I'm having trouble with a question. I don't know where to start, but have made an attempt.
A curve has polar equation $r^2=a^2\sin2\theta$. What is the area of the smallest possible square which encloses the whole curve?
I tried with simple values such as a = 1, and tried to find the "width" of the curve to no avail (the maximum x point in a Cartesian sense).
Any help is greatly appreciated.
After a bit of trying things out, I finally got the answer.
$$y=r\sin\theta=a\sqrt{\sin2\theta}\sin\theta \\\frac{dy}{d\theta} = a(\sqrt{\sin2\theta}\cos\theta + \frac{1}{2} \times 2\cos2\theta(\sin2\theta)^{-\frac{1}{2}}\sin\theta)\\ =a\left(\cos\theta\sqrt{\sin2\theta} + \frac{\cos2\theta\sin\theta}{\sqrt{\sin2\theta}}\right)\\ \frac{dy}{d\theta} = 0 \Rightarrow \cos\theta = -\frac{\cos2\theta\sin\theta}{\sqrt{\sin2\theta}}\\ \Rightarrow \cos\theta\sin2\theta + \cos2\theta\sin\theta = 0\\ \Rightarrow \sin3\theta = 0\\ \Rightarrow \theta = 0, \pm\frac{\pi}{3} $$ From the graph, $\theta \neq 0$, so the tangent parallel to the initial line (in the first quadrant) is where $\theta = \frac{\pi}{3}$.

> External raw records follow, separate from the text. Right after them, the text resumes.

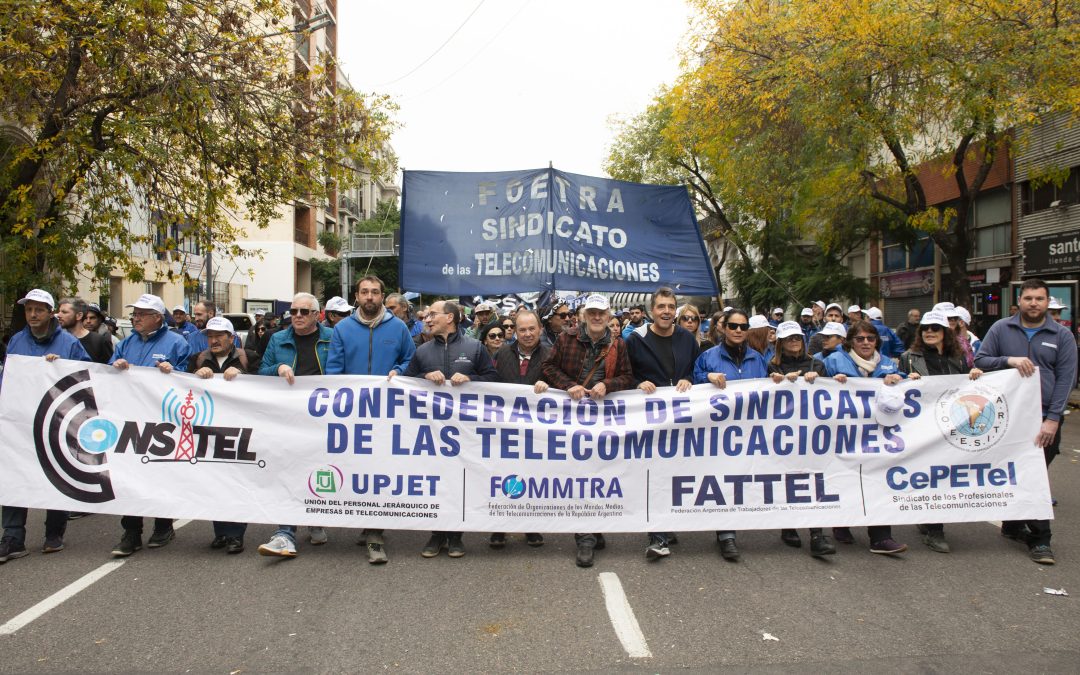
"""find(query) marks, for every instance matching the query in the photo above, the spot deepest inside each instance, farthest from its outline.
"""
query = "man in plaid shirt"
(590, 361)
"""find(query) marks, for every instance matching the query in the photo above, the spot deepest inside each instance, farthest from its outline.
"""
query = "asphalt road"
(187, 608)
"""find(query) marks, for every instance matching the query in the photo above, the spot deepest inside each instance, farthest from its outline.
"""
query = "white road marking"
(66, 593)
(622, 617)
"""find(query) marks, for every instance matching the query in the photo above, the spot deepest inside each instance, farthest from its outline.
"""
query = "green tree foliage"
(170, 111)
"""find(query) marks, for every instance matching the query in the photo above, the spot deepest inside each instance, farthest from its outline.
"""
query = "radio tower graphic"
(186, 447)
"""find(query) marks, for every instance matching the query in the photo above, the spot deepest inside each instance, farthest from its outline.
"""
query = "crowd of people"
(589, 350)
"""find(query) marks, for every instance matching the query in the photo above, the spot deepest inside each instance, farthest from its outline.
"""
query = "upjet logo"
(325, 481)
(973, 417)
(67, 427)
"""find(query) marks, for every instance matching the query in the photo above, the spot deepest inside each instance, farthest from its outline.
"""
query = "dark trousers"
(223, 528)
(14, 523)
(134, 523)
(1039, 529)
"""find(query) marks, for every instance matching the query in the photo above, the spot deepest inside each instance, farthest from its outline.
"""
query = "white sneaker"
(279, 544)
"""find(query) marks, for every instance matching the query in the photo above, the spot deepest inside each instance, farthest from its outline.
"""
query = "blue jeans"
(14, 523)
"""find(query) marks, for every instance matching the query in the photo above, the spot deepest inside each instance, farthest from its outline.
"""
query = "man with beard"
(41, 337)
(370, 341)
(71, 314)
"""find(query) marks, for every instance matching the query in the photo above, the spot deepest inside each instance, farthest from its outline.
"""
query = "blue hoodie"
(162, 345)
(56, 341)
(356, 349)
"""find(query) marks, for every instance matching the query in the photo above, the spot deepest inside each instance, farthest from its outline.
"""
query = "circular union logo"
(973, 417)
(513, 486)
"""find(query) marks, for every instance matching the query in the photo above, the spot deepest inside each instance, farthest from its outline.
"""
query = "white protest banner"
(358, 451)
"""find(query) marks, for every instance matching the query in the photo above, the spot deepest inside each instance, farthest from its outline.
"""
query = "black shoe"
(454, 547)
(584, 555)
(11, 550)
(131, 542)
(791, 537)
(436, 543)
(159, 539)
(821, 545)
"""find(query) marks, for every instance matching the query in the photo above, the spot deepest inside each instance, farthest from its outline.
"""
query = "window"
(1035, 199)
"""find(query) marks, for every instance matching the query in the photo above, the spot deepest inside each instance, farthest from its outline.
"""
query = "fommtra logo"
(67, 426)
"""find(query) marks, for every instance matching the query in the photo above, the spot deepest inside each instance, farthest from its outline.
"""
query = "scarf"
(866, 367)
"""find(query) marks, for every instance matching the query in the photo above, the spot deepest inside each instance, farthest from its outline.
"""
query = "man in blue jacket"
(1026, 340)
(41, 337)
(151, 345)
(662, 354)
(370, 341)
(300, 349)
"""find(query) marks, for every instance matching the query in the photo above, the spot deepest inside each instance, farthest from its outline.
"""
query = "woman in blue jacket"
(730, 360)
(861, 358)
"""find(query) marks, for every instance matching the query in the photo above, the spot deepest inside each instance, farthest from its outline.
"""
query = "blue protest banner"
(488, 233)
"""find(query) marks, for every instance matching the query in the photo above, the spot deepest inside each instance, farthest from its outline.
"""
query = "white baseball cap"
(834, 328)
(37, 295)
(934, 318)
(597, 301)
(221, 324)
(149, 301)
(889, 406)
(337, 304)
(948, 309)
(788, 328)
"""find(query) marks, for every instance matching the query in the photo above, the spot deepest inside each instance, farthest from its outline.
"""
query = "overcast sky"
(522, 83)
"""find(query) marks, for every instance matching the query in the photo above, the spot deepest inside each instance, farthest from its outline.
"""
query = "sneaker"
(821, 545)
(728, 550)
(657, 550)
(157, 540)
(376, 554)
(888, 547)
(436, 543)
(11, 550)
(584, 557)
(455, 547)
(1042, 554)
(280, 545)
(131, 542)
(935, 541)
(844, 535)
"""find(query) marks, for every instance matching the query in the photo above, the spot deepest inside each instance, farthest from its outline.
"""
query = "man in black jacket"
(453, 358)
(224, 358)
(522, 363)
(662, 354)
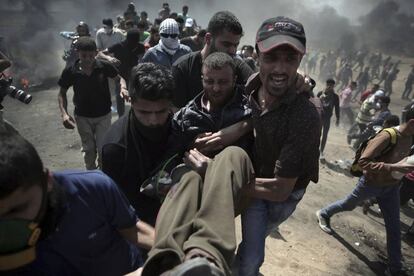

The tangent is therefore $y=a\sqrt{\sin\frac{2\pi}{3}}\sin\frac{\pi}{3}$, and by symmetry the tangent perpendicular to the initial line in the first quadrant is $x=a\sqrt{\sin\frac{2\pi}{3}}\sin\frac{\pi}{3}$. Therefore the area is $$\left(2a\sqrt{\sin\frac{2\pi}{3}}\sin\frac{\pi}{3}\right)^2\\ = 4a^2\sin\frac{2\pi}{3}\sin^2\frac{\pi}{3}\\ =4a^2 \times \frac{\sqrt{3}}{2} \times \frac{3}{4}\\ = \frac{3\sqrt{3}}{2}a^2$$